More on Ruby in the Enterprise

If it wasn’t because of a favourable comments that readers have made of James McGovern Enterprise Architecture books, I was going to write off what he had said about Ruby as merely trolling around.

I’m trying my best to interpret his thoughts here. Readers, this is just my interpretation OK?

Issue: Should Ruby be on the Enterprise Architect’s radar at the moment?
Answer: No.
Reasons: Enterprises have enough languages to deal with

James McGovern: I guess the average enterprise doesn’t already have enough languages to deal with and throwing a few more on the pile won’t hurt

My response:Adding a new language to an enterprise always require careful balancing of the pros and cons. However, it shouldn’t be discounted altogether. Lesser languages have slipped into the enterprise under the guise of configuration files that are actually little scripting languages, or new languages (e.g. Velocity) or JSTL (new extensions to HTML).

Issue: What should the foremost in the mind of the Enterprise Architect today?
McGovern: auditability, power consumption, maintanability
My response: A lot of the AspectJ work to improve auditability and maintainability are hacks around Java by modifying the bytecode generated. Dynamic languages have these capability built-in. In addition, frameworks like RoR have tenets around convention over configuration. These have general implications on maintanability.

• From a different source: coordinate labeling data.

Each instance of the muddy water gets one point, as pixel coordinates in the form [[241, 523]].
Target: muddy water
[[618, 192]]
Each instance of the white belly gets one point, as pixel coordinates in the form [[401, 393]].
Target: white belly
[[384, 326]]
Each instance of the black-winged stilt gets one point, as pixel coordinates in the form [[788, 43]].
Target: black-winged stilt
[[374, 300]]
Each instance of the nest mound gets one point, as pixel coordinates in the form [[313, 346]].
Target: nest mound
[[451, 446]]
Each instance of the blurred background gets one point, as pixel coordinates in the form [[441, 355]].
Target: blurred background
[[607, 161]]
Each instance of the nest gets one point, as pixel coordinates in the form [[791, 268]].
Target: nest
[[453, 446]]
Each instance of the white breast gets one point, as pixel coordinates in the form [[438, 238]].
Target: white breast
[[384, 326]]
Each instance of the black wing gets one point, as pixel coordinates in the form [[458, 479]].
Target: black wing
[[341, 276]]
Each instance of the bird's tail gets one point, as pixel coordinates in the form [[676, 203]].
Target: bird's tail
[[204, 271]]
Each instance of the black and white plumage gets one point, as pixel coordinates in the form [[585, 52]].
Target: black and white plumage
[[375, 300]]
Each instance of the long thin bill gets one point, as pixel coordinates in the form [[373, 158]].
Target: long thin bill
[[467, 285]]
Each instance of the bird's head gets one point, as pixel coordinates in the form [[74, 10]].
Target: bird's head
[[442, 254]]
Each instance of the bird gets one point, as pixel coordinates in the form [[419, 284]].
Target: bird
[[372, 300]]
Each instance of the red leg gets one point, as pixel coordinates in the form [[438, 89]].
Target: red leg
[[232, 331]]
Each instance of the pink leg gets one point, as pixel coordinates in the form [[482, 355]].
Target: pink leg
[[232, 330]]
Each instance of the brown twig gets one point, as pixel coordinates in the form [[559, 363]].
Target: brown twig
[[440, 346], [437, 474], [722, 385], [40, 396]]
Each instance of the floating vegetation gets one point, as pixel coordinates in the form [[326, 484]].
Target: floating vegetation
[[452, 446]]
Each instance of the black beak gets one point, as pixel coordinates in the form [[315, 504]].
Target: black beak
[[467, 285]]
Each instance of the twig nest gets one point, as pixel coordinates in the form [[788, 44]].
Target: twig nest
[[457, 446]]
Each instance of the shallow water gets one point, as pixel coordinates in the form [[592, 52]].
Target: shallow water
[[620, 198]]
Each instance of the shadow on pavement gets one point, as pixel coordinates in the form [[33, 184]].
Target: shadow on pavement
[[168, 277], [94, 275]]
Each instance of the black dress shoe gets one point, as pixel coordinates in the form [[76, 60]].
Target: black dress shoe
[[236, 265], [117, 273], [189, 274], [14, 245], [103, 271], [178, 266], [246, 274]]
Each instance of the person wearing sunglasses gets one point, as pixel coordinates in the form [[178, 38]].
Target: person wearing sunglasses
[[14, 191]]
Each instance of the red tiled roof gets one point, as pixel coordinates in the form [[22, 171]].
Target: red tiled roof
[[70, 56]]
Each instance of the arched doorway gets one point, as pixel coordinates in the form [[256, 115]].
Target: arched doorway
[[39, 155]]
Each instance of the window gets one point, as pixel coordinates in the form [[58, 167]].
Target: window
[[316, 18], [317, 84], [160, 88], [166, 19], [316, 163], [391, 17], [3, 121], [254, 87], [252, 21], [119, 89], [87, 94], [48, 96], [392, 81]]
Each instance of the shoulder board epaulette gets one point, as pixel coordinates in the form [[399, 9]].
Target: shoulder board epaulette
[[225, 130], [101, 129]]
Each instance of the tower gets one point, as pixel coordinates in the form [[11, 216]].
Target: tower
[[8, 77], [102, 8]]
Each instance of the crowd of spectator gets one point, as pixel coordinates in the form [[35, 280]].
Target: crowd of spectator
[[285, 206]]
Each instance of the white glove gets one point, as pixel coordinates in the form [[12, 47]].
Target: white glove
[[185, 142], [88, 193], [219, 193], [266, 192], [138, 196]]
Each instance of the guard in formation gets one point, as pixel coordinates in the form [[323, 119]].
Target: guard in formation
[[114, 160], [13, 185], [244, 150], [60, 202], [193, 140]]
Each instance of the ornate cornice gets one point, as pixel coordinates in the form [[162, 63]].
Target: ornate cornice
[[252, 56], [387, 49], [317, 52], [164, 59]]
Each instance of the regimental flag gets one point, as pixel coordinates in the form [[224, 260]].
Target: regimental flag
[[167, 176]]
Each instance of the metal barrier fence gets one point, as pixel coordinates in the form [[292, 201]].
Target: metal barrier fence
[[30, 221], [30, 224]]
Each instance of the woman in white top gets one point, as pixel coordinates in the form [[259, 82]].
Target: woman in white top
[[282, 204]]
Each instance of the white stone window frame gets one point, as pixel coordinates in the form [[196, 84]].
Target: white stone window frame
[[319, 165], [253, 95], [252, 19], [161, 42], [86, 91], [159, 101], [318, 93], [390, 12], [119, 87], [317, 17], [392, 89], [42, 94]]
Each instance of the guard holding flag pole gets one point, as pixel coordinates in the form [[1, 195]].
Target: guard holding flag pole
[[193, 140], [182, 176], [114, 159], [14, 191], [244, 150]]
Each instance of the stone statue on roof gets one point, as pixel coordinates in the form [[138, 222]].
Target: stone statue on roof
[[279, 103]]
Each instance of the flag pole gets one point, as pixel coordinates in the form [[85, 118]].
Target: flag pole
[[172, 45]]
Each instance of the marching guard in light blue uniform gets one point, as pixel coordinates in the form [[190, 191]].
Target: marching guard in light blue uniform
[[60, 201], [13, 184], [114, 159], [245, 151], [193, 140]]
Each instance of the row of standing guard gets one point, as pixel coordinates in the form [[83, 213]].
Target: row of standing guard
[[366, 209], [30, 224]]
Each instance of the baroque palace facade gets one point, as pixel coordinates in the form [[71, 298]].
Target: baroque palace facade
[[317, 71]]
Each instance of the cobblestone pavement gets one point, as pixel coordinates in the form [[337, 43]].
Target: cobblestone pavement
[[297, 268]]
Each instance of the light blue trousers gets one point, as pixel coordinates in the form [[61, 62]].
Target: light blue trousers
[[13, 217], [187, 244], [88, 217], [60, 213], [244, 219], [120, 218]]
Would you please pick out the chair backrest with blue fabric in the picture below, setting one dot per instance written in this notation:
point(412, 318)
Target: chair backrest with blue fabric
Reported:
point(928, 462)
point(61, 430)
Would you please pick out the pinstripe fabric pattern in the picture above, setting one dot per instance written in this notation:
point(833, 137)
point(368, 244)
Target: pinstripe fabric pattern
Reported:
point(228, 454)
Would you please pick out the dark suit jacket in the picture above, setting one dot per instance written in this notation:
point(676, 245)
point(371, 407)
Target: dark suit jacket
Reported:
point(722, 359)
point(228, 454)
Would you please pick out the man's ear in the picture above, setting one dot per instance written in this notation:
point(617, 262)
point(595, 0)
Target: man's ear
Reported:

Issue: Does Ruby embed well within existing enterprise architecture?
Quote: … shops that have mature enterprise architecture practices, they simply don’t allow insulting [sic] firms to propose architectures for them
My response: James had already remarked that Ruby should run on JVM rather than it’s own VM. Have a look at JRuby. In addition, Sun is working on improving the JVM for running scripting languages well.